When it comes to mandatory vaccinations, I think Kant’s deontological ethics would be very helpful. Especially the second formulation of the Categorical Imperative (quoted via Dimmock & Fisher, 2017):

CI-2: So act that you use humanity, in your own person as well as in the person of any other, always at the same time as an end, never merely as a means.
Dimmock, M., & Fisher, A. (2017). Ethics for A-Level. OpenBook Publishers.

Dimmock & Fisher (2017) write in discussing that formulation: «… I was in a sense making choices on your behalf and thus did not treat you as a rational agent. So according to Kant I should always treat you as an end not a means. I should always treat you as a free rational agent. Kant’s theory then has a way of respecting the dignity of people. We should treat people with respect and with dignity purely on the basis that they are rational agents, and not because of their race, gender, education, upbringing etc.»

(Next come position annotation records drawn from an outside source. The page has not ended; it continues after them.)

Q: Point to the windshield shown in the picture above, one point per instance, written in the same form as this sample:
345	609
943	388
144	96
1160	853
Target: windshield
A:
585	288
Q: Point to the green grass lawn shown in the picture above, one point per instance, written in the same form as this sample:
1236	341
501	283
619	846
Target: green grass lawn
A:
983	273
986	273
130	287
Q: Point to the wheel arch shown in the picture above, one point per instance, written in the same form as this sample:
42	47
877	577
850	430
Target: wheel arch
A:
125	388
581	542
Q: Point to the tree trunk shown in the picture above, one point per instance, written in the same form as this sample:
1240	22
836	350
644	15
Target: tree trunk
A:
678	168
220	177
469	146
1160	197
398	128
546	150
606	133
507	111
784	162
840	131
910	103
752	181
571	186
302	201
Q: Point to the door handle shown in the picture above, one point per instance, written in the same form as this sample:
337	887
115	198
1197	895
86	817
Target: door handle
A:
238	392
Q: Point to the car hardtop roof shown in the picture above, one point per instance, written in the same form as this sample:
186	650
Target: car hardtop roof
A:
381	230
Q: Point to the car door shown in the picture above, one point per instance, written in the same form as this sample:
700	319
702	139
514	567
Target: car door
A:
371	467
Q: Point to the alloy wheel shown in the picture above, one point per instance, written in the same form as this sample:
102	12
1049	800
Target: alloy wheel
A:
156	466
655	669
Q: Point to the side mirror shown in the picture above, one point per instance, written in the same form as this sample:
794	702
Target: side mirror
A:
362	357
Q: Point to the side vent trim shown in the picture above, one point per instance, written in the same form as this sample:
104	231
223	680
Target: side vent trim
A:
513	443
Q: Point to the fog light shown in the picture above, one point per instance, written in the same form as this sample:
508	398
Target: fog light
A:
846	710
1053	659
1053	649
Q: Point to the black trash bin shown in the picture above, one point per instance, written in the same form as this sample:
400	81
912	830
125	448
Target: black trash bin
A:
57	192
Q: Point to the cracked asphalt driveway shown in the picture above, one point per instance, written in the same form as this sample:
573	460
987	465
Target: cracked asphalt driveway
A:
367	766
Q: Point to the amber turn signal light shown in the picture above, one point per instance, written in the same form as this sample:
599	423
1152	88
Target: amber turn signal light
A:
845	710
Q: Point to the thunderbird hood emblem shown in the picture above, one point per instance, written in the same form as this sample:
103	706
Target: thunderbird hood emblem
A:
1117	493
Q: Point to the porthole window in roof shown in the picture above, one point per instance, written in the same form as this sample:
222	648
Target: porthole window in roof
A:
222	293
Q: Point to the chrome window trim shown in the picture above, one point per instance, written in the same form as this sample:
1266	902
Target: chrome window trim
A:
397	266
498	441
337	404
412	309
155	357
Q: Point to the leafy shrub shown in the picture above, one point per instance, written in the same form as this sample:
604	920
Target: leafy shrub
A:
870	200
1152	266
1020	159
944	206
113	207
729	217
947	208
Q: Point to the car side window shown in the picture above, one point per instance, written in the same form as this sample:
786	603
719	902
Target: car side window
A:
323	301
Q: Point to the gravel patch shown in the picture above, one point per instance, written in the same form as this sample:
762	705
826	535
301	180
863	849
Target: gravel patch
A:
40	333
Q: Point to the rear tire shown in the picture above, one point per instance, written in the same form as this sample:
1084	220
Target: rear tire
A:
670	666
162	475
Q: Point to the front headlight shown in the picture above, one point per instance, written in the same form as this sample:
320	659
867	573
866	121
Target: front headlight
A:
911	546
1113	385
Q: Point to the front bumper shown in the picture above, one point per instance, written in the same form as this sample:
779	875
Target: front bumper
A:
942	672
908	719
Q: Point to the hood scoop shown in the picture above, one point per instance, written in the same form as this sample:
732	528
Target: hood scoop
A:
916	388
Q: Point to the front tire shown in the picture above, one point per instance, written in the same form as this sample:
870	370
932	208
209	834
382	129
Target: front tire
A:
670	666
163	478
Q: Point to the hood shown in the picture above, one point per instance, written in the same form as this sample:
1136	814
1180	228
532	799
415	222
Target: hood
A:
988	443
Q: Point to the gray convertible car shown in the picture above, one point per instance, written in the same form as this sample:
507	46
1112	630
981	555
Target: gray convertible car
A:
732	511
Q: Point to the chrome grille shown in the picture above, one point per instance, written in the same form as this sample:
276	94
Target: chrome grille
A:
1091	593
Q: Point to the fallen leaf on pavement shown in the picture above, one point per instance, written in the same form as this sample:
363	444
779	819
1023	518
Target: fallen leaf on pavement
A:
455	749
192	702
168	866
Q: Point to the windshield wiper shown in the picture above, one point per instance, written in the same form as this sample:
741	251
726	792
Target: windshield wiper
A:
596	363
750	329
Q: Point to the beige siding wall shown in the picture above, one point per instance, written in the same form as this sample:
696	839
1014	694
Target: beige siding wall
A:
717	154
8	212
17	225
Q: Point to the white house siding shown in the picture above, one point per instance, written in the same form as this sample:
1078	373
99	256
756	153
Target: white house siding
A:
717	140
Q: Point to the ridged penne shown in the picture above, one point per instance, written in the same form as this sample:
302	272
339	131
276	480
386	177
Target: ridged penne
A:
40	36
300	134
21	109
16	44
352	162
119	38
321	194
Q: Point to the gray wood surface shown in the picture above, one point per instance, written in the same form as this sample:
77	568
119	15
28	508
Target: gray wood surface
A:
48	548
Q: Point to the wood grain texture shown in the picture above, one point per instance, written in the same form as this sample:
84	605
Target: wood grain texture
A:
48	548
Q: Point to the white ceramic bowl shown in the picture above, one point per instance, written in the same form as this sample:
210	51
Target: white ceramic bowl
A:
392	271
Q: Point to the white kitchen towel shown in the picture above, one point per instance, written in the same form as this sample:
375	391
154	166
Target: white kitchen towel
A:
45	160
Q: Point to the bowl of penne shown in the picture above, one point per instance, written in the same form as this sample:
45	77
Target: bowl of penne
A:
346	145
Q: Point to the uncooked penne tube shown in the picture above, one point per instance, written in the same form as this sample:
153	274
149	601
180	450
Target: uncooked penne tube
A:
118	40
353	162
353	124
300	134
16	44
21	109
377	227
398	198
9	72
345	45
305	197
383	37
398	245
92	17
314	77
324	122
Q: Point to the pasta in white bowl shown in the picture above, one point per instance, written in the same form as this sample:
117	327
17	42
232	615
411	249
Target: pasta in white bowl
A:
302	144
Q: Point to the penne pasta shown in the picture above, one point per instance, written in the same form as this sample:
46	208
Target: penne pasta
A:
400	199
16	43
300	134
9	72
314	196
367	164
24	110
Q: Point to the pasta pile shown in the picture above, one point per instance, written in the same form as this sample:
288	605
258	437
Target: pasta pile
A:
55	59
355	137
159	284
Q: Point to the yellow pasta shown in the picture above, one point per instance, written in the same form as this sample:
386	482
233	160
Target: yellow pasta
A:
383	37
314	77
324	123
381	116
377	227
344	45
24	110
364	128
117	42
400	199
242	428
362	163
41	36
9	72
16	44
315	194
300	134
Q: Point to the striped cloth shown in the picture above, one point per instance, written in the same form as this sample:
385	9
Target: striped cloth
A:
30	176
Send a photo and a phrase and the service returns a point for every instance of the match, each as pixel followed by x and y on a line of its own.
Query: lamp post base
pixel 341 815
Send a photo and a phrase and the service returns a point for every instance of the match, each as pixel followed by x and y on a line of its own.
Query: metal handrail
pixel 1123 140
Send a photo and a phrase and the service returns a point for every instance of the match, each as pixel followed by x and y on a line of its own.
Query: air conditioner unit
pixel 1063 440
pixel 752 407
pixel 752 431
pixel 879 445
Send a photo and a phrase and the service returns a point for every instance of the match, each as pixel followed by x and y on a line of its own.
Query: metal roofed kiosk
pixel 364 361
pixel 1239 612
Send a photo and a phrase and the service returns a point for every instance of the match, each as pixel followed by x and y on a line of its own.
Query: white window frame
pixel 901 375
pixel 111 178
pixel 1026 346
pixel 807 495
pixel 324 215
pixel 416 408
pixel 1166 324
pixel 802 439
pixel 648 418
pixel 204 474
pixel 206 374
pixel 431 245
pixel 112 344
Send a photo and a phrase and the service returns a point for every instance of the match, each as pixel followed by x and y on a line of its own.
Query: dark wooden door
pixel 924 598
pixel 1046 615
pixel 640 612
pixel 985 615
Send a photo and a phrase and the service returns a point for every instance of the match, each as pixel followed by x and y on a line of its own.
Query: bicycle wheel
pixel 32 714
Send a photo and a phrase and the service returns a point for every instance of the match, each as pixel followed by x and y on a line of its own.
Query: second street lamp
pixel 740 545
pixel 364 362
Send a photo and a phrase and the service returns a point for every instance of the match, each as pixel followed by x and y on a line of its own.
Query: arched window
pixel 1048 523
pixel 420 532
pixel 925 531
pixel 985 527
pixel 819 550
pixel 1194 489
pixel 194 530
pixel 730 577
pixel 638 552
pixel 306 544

It reminds me of a beautiful quotation in Pratchett’s Discworld:

‘There’s no greys, only white that’s got grubby. I’m surprised you don’t know that. And sin, young man, is when you treat people as things. Including yourself. That’s what sin is.’
‘It’s a lot more complicated than that-‘
‘No. It ain’t. When people say things are a lot more complicated than that, they means they’re getting worried that they won’t like the truth. People as things, that’s where it starts.’
«Carpe Jugulum» by Terry Pratchett

I think this aspect is missing in a lot of discussions today. And I say this as an empirically minded scientists who loves evaluations — yeah, the practical outcome isn’t everything. And you see it specifically in the discussion about mandatory vaccinations. Which is strange, considering the dignity as human being is the first article in the German constitution. Even more so, the dignity of individuals is under attack. Just look at how many people — politicians and media alike — attack the rationality of those who think different. They claim those who think differently are stupid, uninformed, manipulated by fake news, etc. Today it’s the unvaccinated, tomorrow it’s some other group.

After all, the «extraordinary situations» (pandemic, climate change, etc.) will always be used to go for more so-called utilitarian solutions. Whether they actually bring the greatest good to the greatest number of people or only to the politicians in charge is another question. I think it’s more likely that those in power — not only because power corrupts but because it attracts the corruptible — will just use it to get what they want.

Principles like treating people as rational beings (aka not as things) can protect each and every individual against overreach. No matter how well the intentions, or even its effects for the greatest number.

So, we need to bring the dignity of the individual back in the public discussion.